As discussed in the main paper, our biologically based model includes a number of important biologically motivated properties that may be contributing to the development of its categorical representations. These properties, including excitatory bidirectional connections, inhibitory competition, and an additional form of Hebbian learning, may be acting as regularizers that encourage categorical learning. We therefore tested whether standard regularization methods used in deep learning would have similar effects on the representations developed in the PredNet architecture. We tested (1) batch normalization, (2) dropout (0.1, 0.3, and 0.5), and (3) weight decay (0.01, 0.001, 0.0001, 0.00001). All experiments with batch normalization and weight decay showed reduced performance (in terms of both prediction error on the test set and within-category correlation). As shown in Figure 22, dropout marginally improved the within-category correlation while also slightly improving prediction accuracy, so a dropout rate of 0.1 was used for the comparison to our biologically based model in the main paper.

Figure 22.

Effect of dropout in PredNet on RSA, as measured by the difference between the average within-category correlation and the average between-category correlation (using the centroid categories derived from human data).
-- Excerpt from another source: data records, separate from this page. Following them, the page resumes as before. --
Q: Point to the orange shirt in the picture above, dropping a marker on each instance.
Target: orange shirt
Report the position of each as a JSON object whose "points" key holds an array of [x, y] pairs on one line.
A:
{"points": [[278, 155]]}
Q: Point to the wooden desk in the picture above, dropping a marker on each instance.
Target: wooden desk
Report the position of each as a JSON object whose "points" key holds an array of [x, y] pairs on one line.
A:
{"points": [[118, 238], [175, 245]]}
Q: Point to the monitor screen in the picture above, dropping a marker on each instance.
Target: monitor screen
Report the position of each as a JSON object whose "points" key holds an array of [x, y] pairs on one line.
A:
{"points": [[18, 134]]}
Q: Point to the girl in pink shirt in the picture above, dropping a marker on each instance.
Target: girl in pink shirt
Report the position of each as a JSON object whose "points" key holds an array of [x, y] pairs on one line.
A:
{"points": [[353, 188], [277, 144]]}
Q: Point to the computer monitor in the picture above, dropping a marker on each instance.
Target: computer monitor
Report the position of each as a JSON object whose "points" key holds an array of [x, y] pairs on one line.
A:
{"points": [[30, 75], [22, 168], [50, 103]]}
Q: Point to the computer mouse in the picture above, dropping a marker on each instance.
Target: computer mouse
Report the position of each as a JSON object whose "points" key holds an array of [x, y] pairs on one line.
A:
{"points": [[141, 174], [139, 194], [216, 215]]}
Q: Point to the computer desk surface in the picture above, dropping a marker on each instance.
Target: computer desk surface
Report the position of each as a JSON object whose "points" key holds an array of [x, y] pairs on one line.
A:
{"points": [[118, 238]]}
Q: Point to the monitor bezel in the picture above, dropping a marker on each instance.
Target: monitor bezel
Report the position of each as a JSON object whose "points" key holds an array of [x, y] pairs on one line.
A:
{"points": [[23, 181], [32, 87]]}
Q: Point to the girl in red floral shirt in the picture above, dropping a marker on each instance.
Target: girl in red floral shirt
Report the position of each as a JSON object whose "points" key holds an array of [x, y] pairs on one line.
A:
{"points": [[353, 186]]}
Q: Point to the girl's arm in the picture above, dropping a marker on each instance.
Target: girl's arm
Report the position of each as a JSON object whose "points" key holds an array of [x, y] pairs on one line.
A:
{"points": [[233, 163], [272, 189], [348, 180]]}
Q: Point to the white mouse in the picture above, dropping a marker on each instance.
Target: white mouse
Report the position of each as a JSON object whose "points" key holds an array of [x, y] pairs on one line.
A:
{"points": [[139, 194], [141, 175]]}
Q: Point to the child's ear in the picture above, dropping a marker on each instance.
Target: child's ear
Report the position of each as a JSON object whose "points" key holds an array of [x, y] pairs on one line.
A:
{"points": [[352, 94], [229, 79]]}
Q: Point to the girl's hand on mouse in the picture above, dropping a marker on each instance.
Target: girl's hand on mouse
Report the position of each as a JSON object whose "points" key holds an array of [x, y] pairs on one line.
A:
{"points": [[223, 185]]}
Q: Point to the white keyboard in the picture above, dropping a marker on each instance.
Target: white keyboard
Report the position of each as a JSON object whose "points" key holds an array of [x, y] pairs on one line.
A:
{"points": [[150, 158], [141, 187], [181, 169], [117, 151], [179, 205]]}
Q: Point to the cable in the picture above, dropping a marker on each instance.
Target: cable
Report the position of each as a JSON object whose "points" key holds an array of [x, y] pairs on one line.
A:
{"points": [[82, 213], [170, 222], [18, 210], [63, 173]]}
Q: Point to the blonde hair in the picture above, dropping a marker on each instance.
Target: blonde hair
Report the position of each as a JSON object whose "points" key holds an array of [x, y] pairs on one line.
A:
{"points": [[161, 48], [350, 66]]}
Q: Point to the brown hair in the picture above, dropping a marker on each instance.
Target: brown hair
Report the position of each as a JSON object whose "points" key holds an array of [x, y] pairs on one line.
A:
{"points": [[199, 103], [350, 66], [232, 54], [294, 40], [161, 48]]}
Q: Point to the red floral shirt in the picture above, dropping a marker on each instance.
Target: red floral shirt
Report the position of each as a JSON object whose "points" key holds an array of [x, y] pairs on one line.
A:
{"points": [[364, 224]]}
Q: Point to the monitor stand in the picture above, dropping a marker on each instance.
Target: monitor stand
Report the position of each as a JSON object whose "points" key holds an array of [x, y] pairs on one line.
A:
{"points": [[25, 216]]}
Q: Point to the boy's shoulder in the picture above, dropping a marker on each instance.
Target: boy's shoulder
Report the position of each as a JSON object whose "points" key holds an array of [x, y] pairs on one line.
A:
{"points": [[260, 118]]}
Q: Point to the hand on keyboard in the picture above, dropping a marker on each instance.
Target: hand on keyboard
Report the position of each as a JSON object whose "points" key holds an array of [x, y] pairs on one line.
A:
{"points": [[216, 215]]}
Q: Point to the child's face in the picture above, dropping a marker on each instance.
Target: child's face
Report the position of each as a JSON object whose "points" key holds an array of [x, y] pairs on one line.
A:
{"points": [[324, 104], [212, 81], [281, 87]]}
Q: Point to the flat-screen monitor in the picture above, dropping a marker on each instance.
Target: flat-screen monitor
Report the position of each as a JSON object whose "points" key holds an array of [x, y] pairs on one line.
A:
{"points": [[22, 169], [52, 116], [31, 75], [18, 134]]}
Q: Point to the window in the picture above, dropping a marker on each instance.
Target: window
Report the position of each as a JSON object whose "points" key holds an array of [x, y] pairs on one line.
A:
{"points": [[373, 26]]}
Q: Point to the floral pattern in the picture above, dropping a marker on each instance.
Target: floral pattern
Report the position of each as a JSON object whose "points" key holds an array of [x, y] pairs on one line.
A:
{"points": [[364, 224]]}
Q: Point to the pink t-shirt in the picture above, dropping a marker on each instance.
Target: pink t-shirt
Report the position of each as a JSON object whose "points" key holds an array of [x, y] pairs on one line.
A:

Dropout marginally improves the category structure learned in PredNet.

Figure 22.

Effect of dropout in PredNet on RSA, as measured by the difference between the average within-category correlation and the average between-category correlation (using the centroid categories derived from human data). Dropout marginally improves the category structure learned in PredNet.

Acknowledgments

We thank Dean Wyatte, Tom Hazy, Seth Herd, Kai Krueger, Tim Curran, David Sheinberg, Lew Harvey, Jessica Mollick, Will Chapman, Helene Devillez, and the rest of the CCN Lab for many helpful comments and suggestions. This work was supported by ONR grants ONR N00014-19-1-2684/N00014-18-1-2116, N00014-14-1-0670/N00014-16-1-2128, N00014-18-C-2067, N00014-13-1-0067, and D00014-12-C-0638.

This work utilized the Janus supercomputer, which is supported by the National Science Foundation (award number CNS-0821794) and the University of Colorado Boulder. The Janus supercomputer is a joint effort of the University of Colorado Boulder, the University of Colorado Denver, and the National Center for Atmospheric Research. All data and materials will be available at github.com/ccnlab/deep-obj-cat upon publication.
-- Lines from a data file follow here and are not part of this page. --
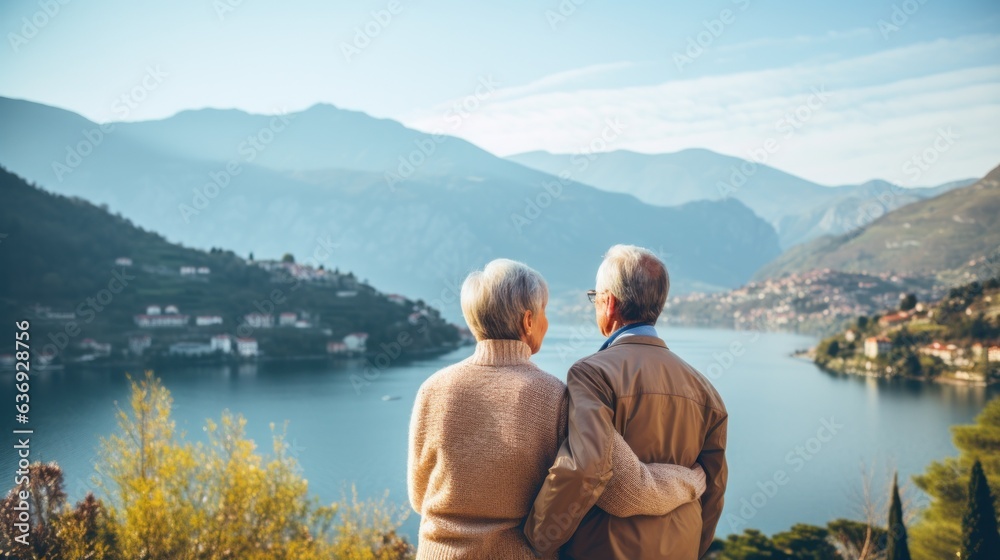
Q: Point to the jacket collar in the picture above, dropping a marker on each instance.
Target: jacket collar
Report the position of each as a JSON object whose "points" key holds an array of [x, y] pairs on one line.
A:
{"points": [[639, 339]]}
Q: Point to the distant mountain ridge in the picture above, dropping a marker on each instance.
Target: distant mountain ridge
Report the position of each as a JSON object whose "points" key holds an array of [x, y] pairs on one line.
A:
{"points": [[67, 255], [927, 237], [798, 209], [318, 178]]}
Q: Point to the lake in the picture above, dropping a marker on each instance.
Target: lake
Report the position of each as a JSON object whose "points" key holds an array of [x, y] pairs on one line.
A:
{"points": [[813, 432]]}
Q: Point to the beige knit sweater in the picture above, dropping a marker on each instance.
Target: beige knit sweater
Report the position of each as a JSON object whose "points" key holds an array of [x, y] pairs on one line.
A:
{"points": [[483, 435]]}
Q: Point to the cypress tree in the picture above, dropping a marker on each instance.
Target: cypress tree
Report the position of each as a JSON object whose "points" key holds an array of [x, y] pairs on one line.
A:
{"points": [[980, 539], [896, 547]]}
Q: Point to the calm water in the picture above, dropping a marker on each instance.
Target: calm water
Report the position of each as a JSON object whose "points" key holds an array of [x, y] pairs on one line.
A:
{"points": [[778, 408]]}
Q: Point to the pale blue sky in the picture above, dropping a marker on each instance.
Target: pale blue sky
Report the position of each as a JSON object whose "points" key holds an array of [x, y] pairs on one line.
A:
{"points": [[889, 92]]}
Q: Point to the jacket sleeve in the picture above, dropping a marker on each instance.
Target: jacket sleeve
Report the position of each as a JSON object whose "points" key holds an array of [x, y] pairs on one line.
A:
{"points": [[640, 489], [582, 468], [416, 477], [713, 460]]}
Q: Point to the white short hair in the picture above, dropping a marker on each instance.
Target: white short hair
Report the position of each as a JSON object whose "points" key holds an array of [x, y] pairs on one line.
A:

Reprint requests should be sent to Randall C. O'Reilly, Department of Psychology, Computer Science, and Center for Neuroscience, University of California Davis, 1544 Newton Ct, Davis, CA 95618, or via e-mail: oreilly@ucdavis.edu.

Author Contributions

Randall C. O'Reilly: Conceptualization; Formal analysis; Funding acquisition; Investigation; Methodology; Project administration; Software; Supervision; Validation; Visualization; Writing – Original draft. Jacob L. Russin: Formal analysis; Investigation; Methodology; Validation; Writing – Review & editing. Maryam Zolfaghar: Investigation; Methodology; Validation; Writing – Review & editing. John Rohrlich: Conceptualization; Data curation; Investigation; Methodology; Software; Validation; Writing – Review & editing.

Funding Information

Randall C. O'Reilly: Office of Naval Research (http://dx.doi.org/10.13039/100000006), grants D00014-12-C-0638, N00014-13-1-0067, N00014-14-1-0670, N00014-18-C-2067, and N00014-19-1-2684.
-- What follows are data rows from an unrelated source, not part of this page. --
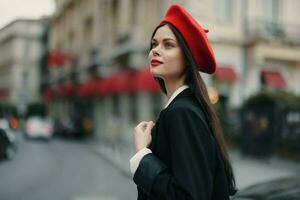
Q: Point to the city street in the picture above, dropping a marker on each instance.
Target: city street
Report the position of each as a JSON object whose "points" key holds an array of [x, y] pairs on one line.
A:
{"points": [[61, 170], [85, 170]]}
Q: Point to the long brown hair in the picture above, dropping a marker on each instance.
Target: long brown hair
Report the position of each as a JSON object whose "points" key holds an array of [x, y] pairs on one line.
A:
{"points": [[198, 87]]}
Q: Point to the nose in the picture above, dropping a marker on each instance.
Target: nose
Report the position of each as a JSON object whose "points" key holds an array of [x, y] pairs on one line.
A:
{"points": [[155, 51]]}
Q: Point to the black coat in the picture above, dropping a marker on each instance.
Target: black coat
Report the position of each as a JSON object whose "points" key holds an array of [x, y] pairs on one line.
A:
{"points": [[185, 163]]}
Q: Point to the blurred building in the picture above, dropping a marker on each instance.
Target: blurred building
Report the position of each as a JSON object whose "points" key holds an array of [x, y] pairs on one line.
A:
{"points": [[21, 50], [98, 53]]}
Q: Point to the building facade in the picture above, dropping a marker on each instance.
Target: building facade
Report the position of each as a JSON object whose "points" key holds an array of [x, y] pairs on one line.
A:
{"points": [[90, 42], [21, 50]]}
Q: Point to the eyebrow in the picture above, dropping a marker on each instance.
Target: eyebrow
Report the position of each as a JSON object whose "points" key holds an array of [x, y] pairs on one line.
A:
{"points": [[165, 39]]}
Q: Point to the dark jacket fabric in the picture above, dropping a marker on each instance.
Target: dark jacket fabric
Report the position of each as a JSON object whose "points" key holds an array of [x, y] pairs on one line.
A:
{"points": [[185, 163]]}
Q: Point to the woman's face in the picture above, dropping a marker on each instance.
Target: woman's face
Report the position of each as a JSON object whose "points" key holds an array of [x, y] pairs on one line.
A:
{"points": [[166, 58]]}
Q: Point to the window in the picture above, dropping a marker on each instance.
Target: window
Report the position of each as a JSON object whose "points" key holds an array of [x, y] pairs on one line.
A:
{"points": [[223, 10], [271, 10]]}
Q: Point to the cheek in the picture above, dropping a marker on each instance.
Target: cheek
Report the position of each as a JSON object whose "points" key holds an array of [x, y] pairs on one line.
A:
{"points": [[176, 62]]}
Diversity in Citation Practices

A retrospective analysis of the citations in every article published in this journal from 2010 to 2020 has revealed a persistent pattern of gender imbalance: Although the proportions of authorship teams (categorized by estimated gender identification of first author/last author) publishing in the Journal of Cognitive Neuroscience (JoCN) during this period were M(an)/M = .408, W(oman)/M = .335, M/W = .108, and W/W = .149, the comparable proportions for the articles that these authorship teams cited were M/M = .579, W/M = .243, M/W = .102, and W/W = .076 (Fulvio et al., JoCN, 33:1, pp. 3–7). Consequently, JoCN encourages all authors to consider gender balance explicitly when selecting which articles to cite and gives them the opportunity to report their article's gender citation balance.